Musnad Penduduk Syam
Musnad Ahmad | Hadits No. : 16644
حَدَّثَنَا الضَّحَّاكُ بْنُ مَخْلَدٍ عَنْ عَبْدِ الْوَاحِدِ بْنِ نَافِعٍ الْكَلَاعِيِّ مِنْ أَهْلِ الْبَصْرَةِ قَالَ مَرَرْتُ بِمَسْجِدٍ بِالْمَدِينَةِ فَأُقِيمَتْ الصَّلَاةُ فَإِذَا شَيْخٌ فَلَامَ الْمُؤَذِّنَ وَقَالَ أَمَا عَلِمْتَ أَنَّ أَبِي أَخْبَرَنِيأَنَّ رَسُولَ اللَّهِ صَلَّى اللَّهُ عَلَيْهِ وَسَلَّمَ كَانَ يَأْمُرُ بِتَأْخِيرِ هَذِهِ الصَّلَاةِ قَالَ قُلْتُ مَنْ هَذَا الشَّيْخُ قَالُوا هَذَا عَبْدُ اللَّهِ بْنُ رَافِعِ بْنِ خَدِيجٍ
Terjemahan: Telah menceritakan kepada kami {Adl Dhahak bin Makhlad} dari {Abdul Wahid bin Nafi’ Al Kala’i} dari penduduk Bashrah ia berkata, “Saya melewati Masjid di Madinah, lalu Iqamah dikumandangkan.
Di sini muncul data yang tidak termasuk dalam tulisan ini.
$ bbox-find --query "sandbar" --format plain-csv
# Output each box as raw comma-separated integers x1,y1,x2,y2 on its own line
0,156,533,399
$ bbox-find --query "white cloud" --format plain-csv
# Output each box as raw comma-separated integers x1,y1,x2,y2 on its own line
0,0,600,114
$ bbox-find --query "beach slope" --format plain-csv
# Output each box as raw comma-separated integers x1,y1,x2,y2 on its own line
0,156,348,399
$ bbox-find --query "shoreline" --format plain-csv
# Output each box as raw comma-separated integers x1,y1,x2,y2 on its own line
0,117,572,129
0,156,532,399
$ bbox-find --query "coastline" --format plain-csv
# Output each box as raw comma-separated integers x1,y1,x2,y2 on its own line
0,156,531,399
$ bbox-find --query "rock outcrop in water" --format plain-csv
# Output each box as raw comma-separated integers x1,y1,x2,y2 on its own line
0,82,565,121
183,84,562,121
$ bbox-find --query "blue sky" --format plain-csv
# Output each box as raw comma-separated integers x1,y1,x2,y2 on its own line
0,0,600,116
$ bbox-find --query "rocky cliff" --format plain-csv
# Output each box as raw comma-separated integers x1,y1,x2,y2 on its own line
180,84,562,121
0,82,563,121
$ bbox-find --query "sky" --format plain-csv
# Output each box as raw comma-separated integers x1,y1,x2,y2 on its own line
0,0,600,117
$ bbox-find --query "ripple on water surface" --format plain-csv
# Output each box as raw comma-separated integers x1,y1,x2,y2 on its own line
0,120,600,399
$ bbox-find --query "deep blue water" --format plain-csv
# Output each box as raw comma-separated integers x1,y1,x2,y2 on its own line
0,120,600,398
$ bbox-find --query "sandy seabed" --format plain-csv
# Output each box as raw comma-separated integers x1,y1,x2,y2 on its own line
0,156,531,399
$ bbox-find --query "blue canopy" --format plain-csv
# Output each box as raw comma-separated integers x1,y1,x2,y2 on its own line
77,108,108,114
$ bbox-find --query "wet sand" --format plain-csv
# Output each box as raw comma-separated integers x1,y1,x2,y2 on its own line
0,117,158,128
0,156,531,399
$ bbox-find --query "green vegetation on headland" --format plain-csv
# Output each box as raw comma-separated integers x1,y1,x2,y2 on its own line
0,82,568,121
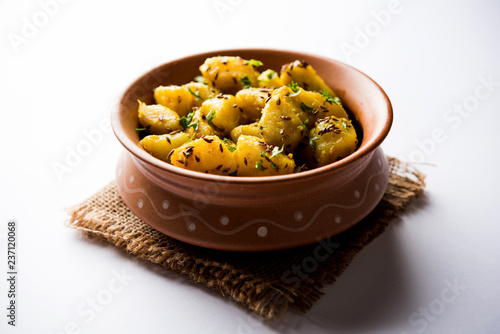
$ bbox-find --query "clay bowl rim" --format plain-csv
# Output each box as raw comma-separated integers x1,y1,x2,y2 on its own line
111,48,393,185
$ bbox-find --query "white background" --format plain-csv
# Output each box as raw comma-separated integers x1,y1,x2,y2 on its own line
0,0,500,334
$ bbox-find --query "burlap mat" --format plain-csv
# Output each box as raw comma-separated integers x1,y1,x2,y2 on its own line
69,158,425,318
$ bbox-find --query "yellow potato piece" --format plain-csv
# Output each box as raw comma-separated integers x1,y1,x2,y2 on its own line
170,136,238,175
200,56,259,95
200,94,241,136
280,60,337,97
258,70,284,89
310,117,358,166
231,123,262,143
234,135,295,176
138,101,182,135
259,86,308,153
182,82,220,108
235,88,271,123
141,132,190,162
154,85,194,117
187,109,224,139
297,91,348,127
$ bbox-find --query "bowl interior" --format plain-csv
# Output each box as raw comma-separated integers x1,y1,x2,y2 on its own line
112,49,392,182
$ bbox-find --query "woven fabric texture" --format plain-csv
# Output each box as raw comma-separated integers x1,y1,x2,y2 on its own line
68,157,425,318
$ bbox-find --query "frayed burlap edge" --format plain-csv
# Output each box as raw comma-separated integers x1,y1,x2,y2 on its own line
68,157,425,318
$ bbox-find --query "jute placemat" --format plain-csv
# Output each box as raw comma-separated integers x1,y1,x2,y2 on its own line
68,158,425,318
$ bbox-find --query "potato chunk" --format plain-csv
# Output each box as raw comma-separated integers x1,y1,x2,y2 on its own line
154,82,219,117
187,109,224,139
170,136,238,175
141,132,189,162
200,56,259,95
235,88,271,123
297,91,348,127
200,95,241,136
259,86,308,152
138,101,182,135
258,70,284,89
231,123,262,143
154,85,194,117
234,135,295,176
280,60,337,97
182,82,219,108
310,117,358,166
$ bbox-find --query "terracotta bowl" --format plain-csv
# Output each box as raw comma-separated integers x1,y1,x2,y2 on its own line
112,49,392,251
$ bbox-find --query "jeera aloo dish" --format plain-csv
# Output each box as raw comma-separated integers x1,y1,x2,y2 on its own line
137,56,358,176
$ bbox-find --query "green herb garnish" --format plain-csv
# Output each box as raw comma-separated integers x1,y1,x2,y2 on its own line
188,87,203,100
300,103,314,111
286,81,300,97
321,89,342,106
271,145,285,158
207,110,217,126
222,138,236,153
241,75,252,88
179,111,198,130
309,136,319,150
245,59,264,67
255,159,267,172
193,75,208,85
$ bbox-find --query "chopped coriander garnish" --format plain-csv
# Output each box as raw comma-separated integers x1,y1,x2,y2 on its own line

Tiba-tiba ada orang tua yang mencela sang muadzin seraya berkata, “Tidakkah kamu mengetahui bahwa {bapakku} telah mengabarkan kepadaku bahwasanya Rasulullah saw. memerintahkan untuk mengakhirkan shalat ini?” Abdul Wahid berkata, “Lalu saya berkata, “Siapakah orang tua ini?” mereka menjawab, “Ini adalah {Abdullah bin Rafi’ bin Khadij}.”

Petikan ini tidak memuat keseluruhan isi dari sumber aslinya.